By now it's widely known that I am looking into the possibility of bringing an antitrust action against the BCS. The support from around the country has been overwhelming. However, a few have questioned my motives. Perhaps the following information will better explain the nature and purpose of my inquiry and why I have a duty to proceed with at least full due diligence in assessing whether to bring an antitrust action against the BCS:
1. As Attorney General, I have a duty to enforce federal and state antitrust laws.
2. The U.S. Supreme Court has ruled that antitrust laws apply to NCAA athletics.
3. The University of Utah and some other NCAA Division 1-A schools in Utah are taxpayer funded institutions and I have a duty to protect and defend them against violations of the law.
4. The BCS system involves millions of dollars a year of potential revenue to these institutions that could help replace dwindling taxpayer generated general fund monies. For the 2007-2008 bowl season, the BCS Championship Series distributed about $143 million in gross income for the twelve conferences participating in the BCS System. Two million dollars went to other miscellaneous distributees. Of that $143 million in gross income, 88% went to members of the six conferences with preferred eligibility to the Championship Series Bowls (with about 65 schools participating) and 12% went to six conferences with non-preferential eligibility (with about 54 schools participating). A similar split in the distribution of Bowl Championship Series gross income occurred in prior years. Additionally, the right of preferred entrance teams to act as the host venues for bowl games generates, according to the BCS, about $1.2 billion in secondary income benefits.

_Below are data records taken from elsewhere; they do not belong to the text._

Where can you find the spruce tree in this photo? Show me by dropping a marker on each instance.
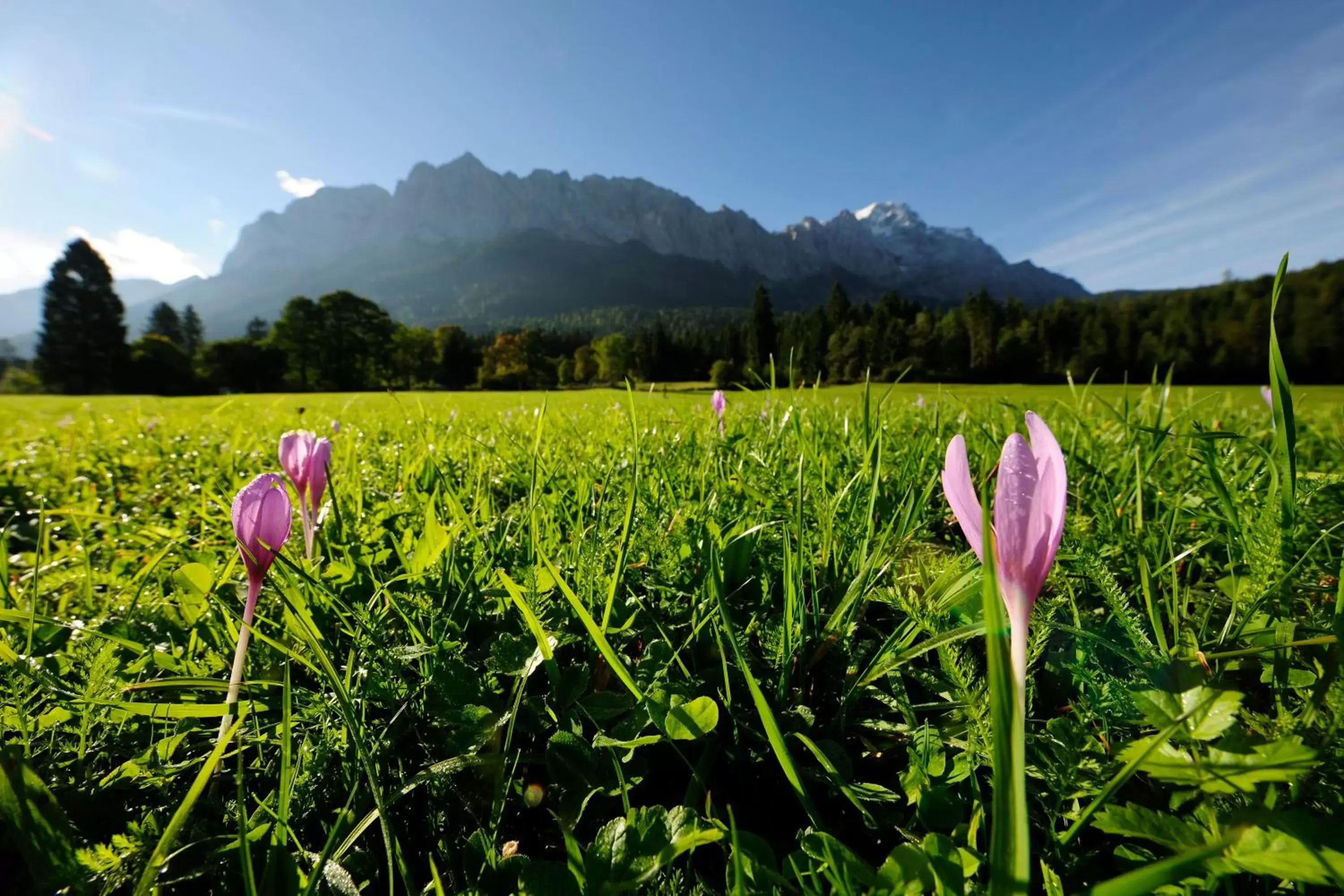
(761, 334)
(82, 345)
(164, 322)
(839, 308)
(193, 332)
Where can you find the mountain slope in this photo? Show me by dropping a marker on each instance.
(21, 312)
(464, 244)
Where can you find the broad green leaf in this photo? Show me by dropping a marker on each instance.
(906, 870)
(1283, 856)
(194, 578)
(945, 862)
(691, 720)
(926, 751)
(1160, 828)
(570, 762)
(629, 851)
(1226, 773)
(1207, 712)
(1147, 879)
(827, 849)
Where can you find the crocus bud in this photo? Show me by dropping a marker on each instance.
(1029, 519)
(296, 449)
(719, 404)
(261, 523)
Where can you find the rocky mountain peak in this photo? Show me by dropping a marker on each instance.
(464, 203)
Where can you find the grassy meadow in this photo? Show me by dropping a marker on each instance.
(582, 642)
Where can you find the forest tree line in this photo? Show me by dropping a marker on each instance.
(342, 342)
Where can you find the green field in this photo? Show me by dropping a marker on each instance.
(584, 642)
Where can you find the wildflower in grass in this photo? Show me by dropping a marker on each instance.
(304, 460)
(261, 524)
(721, 405)
(1029, 520)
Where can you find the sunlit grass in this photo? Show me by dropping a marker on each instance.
(549, 641)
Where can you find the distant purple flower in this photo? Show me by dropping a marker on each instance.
(721, 405)
(306, 460)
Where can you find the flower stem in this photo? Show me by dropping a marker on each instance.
(236, 677)
(306, 519)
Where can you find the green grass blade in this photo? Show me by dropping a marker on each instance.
(762, 706)
(534, 625)
(1010, 845)
(1150, 878)
(179, 820)
(594, 632)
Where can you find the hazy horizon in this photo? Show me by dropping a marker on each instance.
(1128, 146)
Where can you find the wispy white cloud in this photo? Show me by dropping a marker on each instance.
(25, 260)
(134, 254)
(1226, 177)
(193, 116)
(300, 187)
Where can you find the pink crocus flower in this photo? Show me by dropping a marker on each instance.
(261, 524)
(1029, 520)
(721, 405)
(304, 460)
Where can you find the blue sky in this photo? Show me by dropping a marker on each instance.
(1125, 144)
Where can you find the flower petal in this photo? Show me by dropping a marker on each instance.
(1014, 499)
(296, 448)
(961, 495)
(273, 517)
(249, 519)
(1047, 511)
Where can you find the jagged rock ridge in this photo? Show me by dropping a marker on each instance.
(465, 203)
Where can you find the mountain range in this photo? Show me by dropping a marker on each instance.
(463, 244)
(21, 312)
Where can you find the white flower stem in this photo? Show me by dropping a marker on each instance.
(306, 519)
(236, 677)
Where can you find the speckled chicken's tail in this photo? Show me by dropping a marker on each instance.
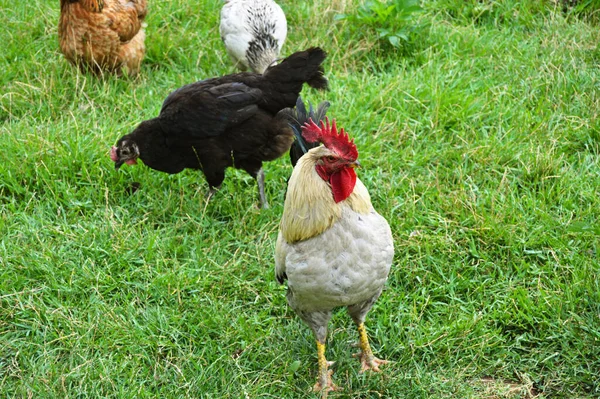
(296, 118)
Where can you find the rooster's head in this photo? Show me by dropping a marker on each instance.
(337, 158)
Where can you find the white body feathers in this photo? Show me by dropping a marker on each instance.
(253, 32)
(332, 254)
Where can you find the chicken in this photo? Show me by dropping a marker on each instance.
(333, 248)
(227, 121)
(103, 35)
(253, 32)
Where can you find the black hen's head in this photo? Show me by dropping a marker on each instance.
(126, 151)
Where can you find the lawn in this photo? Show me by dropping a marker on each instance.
(479, 136)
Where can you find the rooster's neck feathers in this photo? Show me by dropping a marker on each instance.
(309, 205)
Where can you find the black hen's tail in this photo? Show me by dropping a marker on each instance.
(296, 118)
(299, 68)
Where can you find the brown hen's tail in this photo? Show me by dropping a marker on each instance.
(298, 68)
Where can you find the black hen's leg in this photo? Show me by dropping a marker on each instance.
(214, 178)
(260, 180)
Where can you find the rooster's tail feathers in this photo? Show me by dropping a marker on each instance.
(296, 118)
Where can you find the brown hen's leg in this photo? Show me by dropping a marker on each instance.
(324, 383)
(368, 361)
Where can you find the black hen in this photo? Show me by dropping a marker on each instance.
(227, 121)
(297, 117)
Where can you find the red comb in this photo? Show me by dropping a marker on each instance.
(329, 137)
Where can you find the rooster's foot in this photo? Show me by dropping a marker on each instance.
(325, 384)
(369, 362)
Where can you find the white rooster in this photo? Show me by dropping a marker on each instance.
(253, 32)
(333, 248)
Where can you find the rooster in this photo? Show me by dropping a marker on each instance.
(333, 248)
(227, 121)
(103, 35)
(253, 32)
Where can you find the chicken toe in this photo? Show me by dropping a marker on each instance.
(368, 361)
(324, 382)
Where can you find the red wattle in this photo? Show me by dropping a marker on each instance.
(342, 183)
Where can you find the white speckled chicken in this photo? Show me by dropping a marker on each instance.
(333, 248)
(253, 32)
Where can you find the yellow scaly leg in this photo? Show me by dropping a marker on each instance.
(367, 360)
(324, 382)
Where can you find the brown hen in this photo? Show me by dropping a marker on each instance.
(103, 35)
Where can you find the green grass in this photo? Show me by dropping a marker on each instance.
(480, 142)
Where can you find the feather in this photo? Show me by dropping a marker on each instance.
(296, 118)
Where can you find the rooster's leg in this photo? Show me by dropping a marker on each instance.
(367, 359)
(324, 383)
(260, 179)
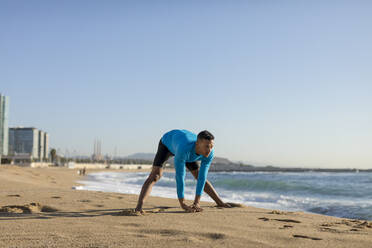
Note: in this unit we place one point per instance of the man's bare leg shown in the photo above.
(154, 176)
(208, 188)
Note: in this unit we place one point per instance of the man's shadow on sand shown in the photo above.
(21, 212)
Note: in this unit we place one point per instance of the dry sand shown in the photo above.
(39, 208)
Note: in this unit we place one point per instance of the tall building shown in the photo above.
(97, 150)
(28, 141)
(4, 115)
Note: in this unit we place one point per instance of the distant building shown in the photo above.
(97, 155)
(4, 116)
(28, 141)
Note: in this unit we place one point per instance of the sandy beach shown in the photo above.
(40, 208)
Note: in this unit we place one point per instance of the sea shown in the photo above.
(346, 195)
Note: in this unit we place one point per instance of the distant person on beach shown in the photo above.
(187, 149)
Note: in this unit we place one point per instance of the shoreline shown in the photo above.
(63, 217)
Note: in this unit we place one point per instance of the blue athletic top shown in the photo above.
(182, 144)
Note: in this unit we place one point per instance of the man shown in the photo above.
(187, 149)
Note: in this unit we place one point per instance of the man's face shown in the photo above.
(204, 147)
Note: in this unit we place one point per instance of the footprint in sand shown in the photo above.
(233, 205)
(13, 196)
(27, 208)
(345, 226)
(282, 220)
(286, 227)
(306, 237)
(133, 212)
(214, 236)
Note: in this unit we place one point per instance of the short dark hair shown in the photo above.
(205, 135)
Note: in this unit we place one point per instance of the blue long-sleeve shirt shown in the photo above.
(182, 144)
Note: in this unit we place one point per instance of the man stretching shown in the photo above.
(187, 149)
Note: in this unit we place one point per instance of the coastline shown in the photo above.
(64, 217)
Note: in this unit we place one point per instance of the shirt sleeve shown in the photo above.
(179, 165)
(202, 176)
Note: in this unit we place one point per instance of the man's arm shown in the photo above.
(179, 165)
(202, 177)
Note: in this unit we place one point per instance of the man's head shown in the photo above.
(204, 143)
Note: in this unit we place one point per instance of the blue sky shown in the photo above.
(277, 82)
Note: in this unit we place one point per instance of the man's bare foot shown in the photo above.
(188, 209)
(197, 207)
(224, 205)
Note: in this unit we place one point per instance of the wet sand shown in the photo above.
(40, 208)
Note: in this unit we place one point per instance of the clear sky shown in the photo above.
(285, 83)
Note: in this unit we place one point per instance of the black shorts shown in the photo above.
(163, 154)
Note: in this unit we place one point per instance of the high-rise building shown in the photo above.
(97, 150)
(41, 145)
(4, 112)
(28, 141)
(46, 146)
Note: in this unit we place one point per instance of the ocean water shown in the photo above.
(347, 195)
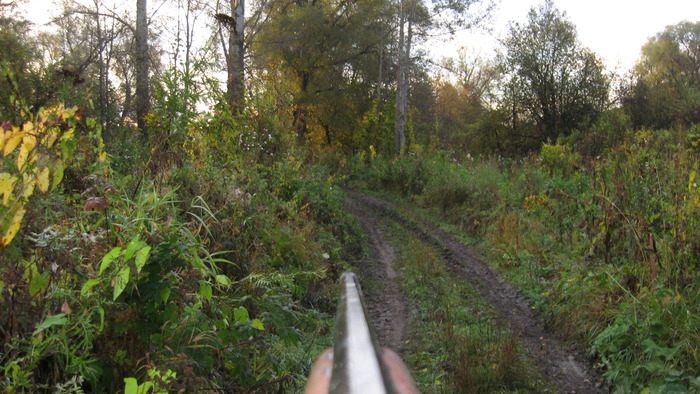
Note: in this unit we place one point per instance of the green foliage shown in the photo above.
(663, 90)
(552, 81)
(455, 345)
(605, 246)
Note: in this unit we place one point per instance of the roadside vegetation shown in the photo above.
(454, 343)
(166, 228)
(602, 245)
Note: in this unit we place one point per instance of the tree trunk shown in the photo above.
(142, 84)
(235, 88)
(401, 87)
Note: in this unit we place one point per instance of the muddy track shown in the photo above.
(560, 366)
(385, 301)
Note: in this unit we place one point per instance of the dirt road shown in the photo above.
(561, 367)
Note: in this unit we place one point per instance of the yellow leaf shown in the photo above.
(51, 137)
(7, 184)
(57, 174)
(12, 141)
(68, 134)
(29, 141)
(693, 174)
(22, 156)
(11, 225)
(29, 188)
(42, 180)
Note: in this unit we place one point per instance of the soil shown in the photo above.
(385, 301)
(561, 366)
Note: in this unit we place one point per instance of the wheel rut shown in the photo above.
(562, 367)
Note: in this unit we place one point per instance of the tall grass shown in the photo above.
(607, 246)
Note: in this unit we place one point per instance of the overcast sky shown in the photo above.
(614, 29)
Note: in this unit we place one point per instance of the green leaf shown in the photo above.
(134, 245)
(131, 386)
(223, 280)
(109, 257)
(240, 314)
(164, 294)
(88, 286)
(57, 174)
(102, 319)
(55, 320)
(121, 281)
(39, 282)
(205, 291)
(257, 324)
(145, 386)
(142, 257)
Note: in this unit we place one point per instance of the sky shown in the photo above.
(614, 29)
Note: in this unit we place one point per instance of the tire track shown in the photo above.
(560, 366)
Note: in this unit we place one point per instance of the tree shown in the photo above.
(442, 17)
(664, 87)
(142, 63)
(552, 81)
(234, 51)
(463, 96)
(327, 55)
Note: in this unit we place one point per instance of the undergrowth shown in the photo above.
(204, 267)
(606, 247)
(454, 343)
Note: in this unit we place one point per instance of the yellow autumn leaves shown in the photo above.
(32, 159)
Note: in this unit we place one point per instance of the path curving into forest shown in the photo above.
(562, 367)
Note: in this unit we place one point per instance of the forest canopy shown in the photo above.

5. These schools, and my office, recognize the tremendous positive aspects of college sports and the great benefit a winning team can provide for the institution as well as the state.
6. If a system unreasonably restrains the opportunity of our educational institutions to freely and fairly compete to be designated as a national college football champion-a designation desired by football fans throughout the nation-such a system could unfairly deprive our institutions and my state of these important and significant revenues.
The stated purpose of the NCAA is: “to govern competition in a fair, safe, equitable and sportsmanlike manner.” Hopefully the NCAA will get back to the basics and take back I-A football and create a fair and equal playoff system. Until then the Utes have as much right as the Gators to claim that this year the best men in college football did win - in New Orleans!